4.2 Semantic Security

The baseline requirement for any good cipher, also known as semantic security, is denoted as IND-CPA, which means

\[\text{INDistinguishability under Chosen Plaintex Attack}\]

4.2.1 Definition

To define such security we will construct a condition in which the attacker has a very favorable position. In particular we have our character (a girl) and an adversary. We then have the following

We only have two messages $M_0$, $M_1$ of equal size, which are choosen by the attacker;
The attacker sends the two messages to the girl;
The girl randomly picks one of the two $M_b$, where $b$ is a coin flip (random value in $\{0, 1\}$).
The girl sends back the message choosen encrypted with a key $K$ that only she knows. So the girl sends to the attacker the following value

\[C = \text{ENC}(K, M_b)\]
The attacker has also access to an oracle which has the same key as the girl and which lets the attacker encrypt any message he wants. So the attacker can send both $M_0$ and $M_1$ to the oracle to receive the encrypted version. This is the so-called choosen plaintext attack power.

We then say that an encryption system is semantically secure if, at this stage, the probability for the attacker to guess whether the message encrypted and sent by the girl is $M_0$ or $M_1$ is still $1/2$. That is, if I still have no information about what was inside $M_0$ and $M_1$.

When using this definition we can see that the verman cipher is semantically secure.

4.2.2 Technicalities

Technically speaking semantic security actually requires more things. The definition where the attacker has $1/2$ probability of distinguishing between the two messages is actually called perfect security.
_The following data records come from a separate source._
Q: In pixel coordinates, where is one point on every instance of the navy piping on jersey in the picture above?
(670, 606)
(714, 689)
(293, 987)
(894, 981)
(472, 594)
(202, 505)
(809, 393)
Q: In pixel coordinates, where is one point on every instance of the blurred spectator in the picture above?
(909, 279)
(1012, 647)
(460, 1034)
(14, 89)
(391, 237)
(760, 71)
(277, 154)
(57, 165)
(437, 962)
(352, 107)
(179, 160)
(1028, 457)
Semanting security then is a weaker version of perfect security, where the probability after you see many other messages is not strictly $1/2$, but rather that the difference of the probabilities is negligible and that it is computationaly unfesable to distinguish between the two messages.

While in theory this seems like a small difference, in practice this is a big difference, because it means that potentially a semantical secure system may still be broken with lots of data and processing power.

4.2.3 Consequences

Let us now explore the consequences of having a semantic secure system. In a semantic secure system an adversary must not be able to compute any information about a plaintext from its cipertext, even if it has access to an encryptio oracle (CPA attack). Saying it in another way, given two plaintexts of equal length and given a ciphertext which contains a randomly chosen message among these two, the adversary should NOT be able to distinguish which one i t is.

Some consequences of this are:

Encryption must be randomized:
- The same message, encrypted multiple times, must always encrypt to a different ciphertext.
- The ciphertext must be undistinguihsable from random.
If a substring repeats, it must encrypt to a different ciphertext.

By checking what kind of requirements is broken we can immediately understand whether or not the mechanim used is semantically secure.

CIAOCIAOCIAOCIAO -> f14dde57651b5cf7 (OK)
CIAOCIAOCIAOCIAO -> f14df14df14df14d (NOT OK)

4.2.4 Graphical example

Remember the Graphical Example showed before. If we take the same picture and we encipher each pixel with AES-128, a semantically secure encryption mechanism, we get the following

4.3 Uncoditional Security

The security of the vernam cipher is also known as perfect secrecy or uncoditional security. This comes from the fact that

\[\text{Information bit} \mathbin{\oplus} \text{random bit} = \text{random bit}\]

Indeed, consider a secret bit with probability $p$ of being $0$ and $1-p$ of being $1$, and a random bit with probability $1/2$ of being $0$ and probability $1/2$ of being $1$. Then we have the following

\[\begin{array}{c | c | c | c } \hline \text{Secret bit} & \text{Random bit} & \text{XOR Result bit} & \text {probability}\\ \hline 0 & 0 & 0 & \displaystyle{\frac{p}{2}} \\ \hline 0 & 1 & 1 & \displaystyle{\frac{p}{2}} \\ \hline 1 & 0 & 1 & \displaystyle{\frac{(1-p)}{2}} \\ \hline 1 & 1 & 0 & \displaystyle{\frac{(1-p)}{2}} \\ \end{array}\]

This means that the probability that the XORed bit is $0$ is $1/2$, while the probability that the XOred bit is $1$ is $1/2$. Thus, if we XOR a random bit with a secret bit, we will get a random bit. This is why the vernam cipher provides perfect secrecy.